The Inverse of the Euler Totient Function

Question

How can we calculate the cardinality of the inverse of Totient function of any positive integer n ? I tried going through this paper, but I couldn't understand the procedure.

Thanks

Answer 1

I assume you are asking about $N(m)$, the number of distinct integers $n$ which satisfy $\phi(n)=m$ where $\phi$ is the Euler Totient function.

There are many results regarding upper and lower bounds for the size of $N(m)$, as well as the mean and variance. In particular, Carmichael conjectured that $N(m)$ is never equal to $1$.

Pomerance gave the upper bound $$N(m)\leq m\exp{-(1+o(1))\log m \frac{\log \log \log m}{\log \log m}}$$ and also showed that there are infinitely many $m$ for which $$N(m)\geq m^{\frac{5}{9}}.$$

Bateman showed that $$\sum_{m\leq x} N(m)=\frac{\zeta(2)\zeta(3)}{\zeta(6)}x+O\left(xe^{-c\sqrt{\log x\log \log x}}\right),$$ and we also have that $$\sum_{m\leq x} N(m)-\frac{\zeta(2)\zeta(3)}{\zeta(6)}x=\Omega\left(x^\frac{5}{9}\right)$$

For more details, see the following paper of Pomerance: Popular Values of Euler's Function.

Answer 2

See also my recent paper "Computing the (number or sum of) inverses of Euler's totient and other multiplicative functions", which presents a generic dynamic programming algorithm for finding the inverses of a multiplicative function for a given integer value.

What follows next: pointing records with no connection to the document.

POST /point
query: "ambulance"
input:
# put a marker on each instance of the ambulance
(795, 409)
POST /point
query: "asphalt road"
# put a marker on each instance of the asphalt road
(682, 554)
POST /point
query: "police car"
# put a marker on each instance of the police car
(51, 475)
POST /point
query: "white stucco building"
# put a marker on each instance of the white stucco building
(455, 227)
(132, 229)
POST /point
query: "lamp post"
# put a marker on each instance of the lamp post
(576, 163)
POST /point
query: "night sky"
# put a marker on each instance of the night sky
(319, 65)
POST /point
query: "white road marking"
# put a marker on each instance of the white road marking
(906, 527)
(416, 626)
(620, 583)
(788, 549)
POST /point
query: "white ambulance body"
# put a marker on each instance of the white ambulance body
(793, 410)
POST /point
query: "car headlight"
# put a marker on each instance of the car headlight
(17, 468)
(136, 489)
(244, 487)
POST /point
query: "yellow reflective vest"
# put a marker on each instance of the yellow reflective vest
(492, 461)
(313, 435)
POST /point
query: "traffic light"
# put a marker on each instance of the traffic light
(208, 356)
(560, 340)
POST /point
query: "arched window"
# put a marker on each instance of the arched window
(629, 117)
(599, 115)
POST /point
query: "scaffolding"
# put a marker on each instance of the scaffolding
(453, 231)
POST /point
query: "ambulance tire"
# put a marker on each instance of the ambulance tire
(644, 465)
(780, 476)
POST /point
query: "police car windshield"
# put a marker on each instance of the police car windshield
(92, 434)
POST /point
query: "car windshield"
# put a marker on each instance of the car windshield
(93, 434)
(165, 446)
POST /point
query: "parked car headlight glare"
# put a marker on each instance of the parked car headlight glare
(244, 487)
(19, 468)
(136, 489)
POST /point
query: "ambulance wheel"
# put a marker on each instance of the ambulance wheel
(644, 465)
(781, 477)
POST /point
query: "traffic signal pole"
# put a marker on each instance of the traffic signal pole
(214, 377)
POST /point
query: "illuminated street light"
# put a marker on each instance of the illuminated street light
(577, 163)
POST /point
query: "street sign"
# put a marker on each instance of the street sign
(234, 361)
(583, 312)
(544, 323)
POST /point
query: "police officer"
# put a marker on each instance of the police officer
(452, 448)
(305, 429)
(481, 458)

Please let me know if something is unclear.

Answer 3

f you are interested in a computational approach, there is software that can compute $\varphi^{-1}(n)$.

PARI/GP Scripts for Miscellaneous Math Problems by Max Alekseyev check invphi.gp.

The original invphi.gp appears for quite old pari/gp and doesn't run on current pari, I ported it here.

Here is a sample session:

? \r invphi2.gp 
? n=2*13*17;v=invphi(n);#v
%1 = 2
? v
%2 = [443, 886]
? eulerphi(v[1])==n
%3 = 1

Answer 4

Of course you should also take a look at This OEIS entry, and to the references within.

Answer 5

Here is a naive attempt, which can be refined to give an upper bound on the cardinality. I will only look at the case that the inverse n is odd, the even case being mildly more complicated.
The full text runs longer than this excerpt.